Hence we have no idea how fast it is transmitted nor how deadly it is.
We'll never know when the first case arrived, but we need urgently to measure the spread in the general population, which would mean testing for antibodies in a large random sample. Only then can we institute a policy based on evidence rather than fear.
Posted by: Pat | Thursday, 26 March 2020 at 14:49
I am hence expecting places like S Korea to be struggling with this for a long time.
Not struggling, but dealing with it for a long time, yes. Forever, in fact.
Once the track and test app gets going the virus can't win, as demonstrated in South Korea, Taiwan, etc.
And in fact, more lives than those taken by C19 will be saved. Those who die from seasonal flu, pneumonia, sepsis all started with a dodgy tummy or the sniffles. If they are immediately isolated and everyone they've seen in the last 2 weeks likewise, all the killer second stage conditions will diminish along with the precursor dodgy tummies and sniffles.

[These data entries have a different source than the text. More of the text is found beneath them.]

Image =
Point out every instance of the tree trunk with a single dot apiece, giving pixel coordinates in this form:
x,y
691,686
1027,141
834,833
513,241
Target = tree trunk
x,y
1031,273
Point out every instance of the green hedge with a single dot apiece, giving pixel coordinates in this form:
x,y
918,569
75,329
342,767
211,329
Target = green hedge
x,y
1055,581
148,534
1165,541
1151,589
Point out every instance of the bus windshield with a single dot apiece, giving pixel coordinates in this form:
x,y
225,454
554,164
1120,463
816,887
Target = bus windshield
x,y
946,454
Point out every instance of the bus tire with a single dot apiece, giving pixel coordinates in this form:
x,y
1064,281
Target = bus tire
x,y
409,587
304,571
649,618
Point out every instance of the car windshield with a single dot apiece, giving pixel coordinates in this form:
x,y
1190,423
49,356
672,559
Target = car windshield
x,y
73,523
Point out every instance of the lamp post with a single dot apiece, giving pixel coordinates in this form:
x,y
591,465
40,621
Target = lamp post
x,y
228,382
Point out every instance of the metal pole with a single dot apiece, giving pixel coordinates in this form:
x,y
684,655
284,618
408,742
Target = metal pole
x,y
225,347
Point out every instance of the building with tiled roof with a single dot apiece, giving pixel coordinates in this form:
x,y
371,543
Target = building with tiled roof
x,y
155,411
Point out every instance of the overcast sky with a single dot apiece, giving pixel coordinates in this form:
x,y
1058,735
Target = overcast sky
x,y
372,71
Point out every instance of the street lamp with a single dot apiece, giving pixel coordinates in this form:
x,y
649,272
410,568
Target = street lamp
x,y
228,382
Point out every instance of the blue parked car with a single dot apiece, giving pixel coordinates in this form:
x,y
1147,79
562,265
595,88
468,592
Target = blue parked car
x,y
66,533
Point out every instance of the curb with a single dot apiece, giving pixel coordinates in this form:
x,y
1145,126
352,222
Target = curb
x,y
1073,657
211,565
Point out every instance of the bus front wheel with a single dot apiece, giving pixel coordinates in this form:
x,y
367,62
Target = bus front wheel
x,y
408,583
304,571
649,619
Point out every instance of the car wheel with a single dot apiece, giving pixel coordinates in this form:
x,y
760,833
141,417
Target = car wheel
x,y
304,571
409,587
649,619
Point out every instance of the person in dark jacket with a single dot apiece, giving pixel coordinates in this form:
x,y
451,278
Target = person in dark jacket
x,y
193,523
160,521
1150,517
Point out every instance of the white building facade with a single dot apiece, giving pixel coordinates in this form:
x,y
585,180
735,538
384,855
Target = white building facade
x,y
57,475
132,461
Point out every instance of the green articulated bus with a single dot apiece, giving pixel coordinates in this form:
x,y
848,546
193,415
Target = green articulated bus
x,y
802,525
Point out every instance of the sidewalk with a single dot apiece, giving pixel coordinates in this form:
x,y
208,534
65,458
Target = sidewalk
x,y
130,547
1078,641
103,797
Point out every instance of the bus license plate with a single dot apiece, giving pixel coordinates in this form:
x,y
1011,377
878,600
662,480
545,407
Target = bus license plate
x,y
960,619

The herd will never become immune because it doesn't need to because diseases cease to exist, or rather, they will only exist very shortly in small chains of people who quickly get isolated.
Even manflu might become a thing of the past.
Here's the potential savings entry in the "ledger of death" in Blighty ...
Sepsis 36,900
Pneumonia 30,000
Seasonal flu 17,000
There may be some overlap there, but that's the C19 death toll predicted at the lowest end (80,000-ish) saved every year forever.
So in descending order of benefit over cost, the strategies are: -
1. App and track
2. Lock-down
3. Herd immunity
And finally, not wishing to be a doom-monger, but what about the next virus after C19: what if it has a death rate of 50% ?
Fancy trying "herd immunity" with that one?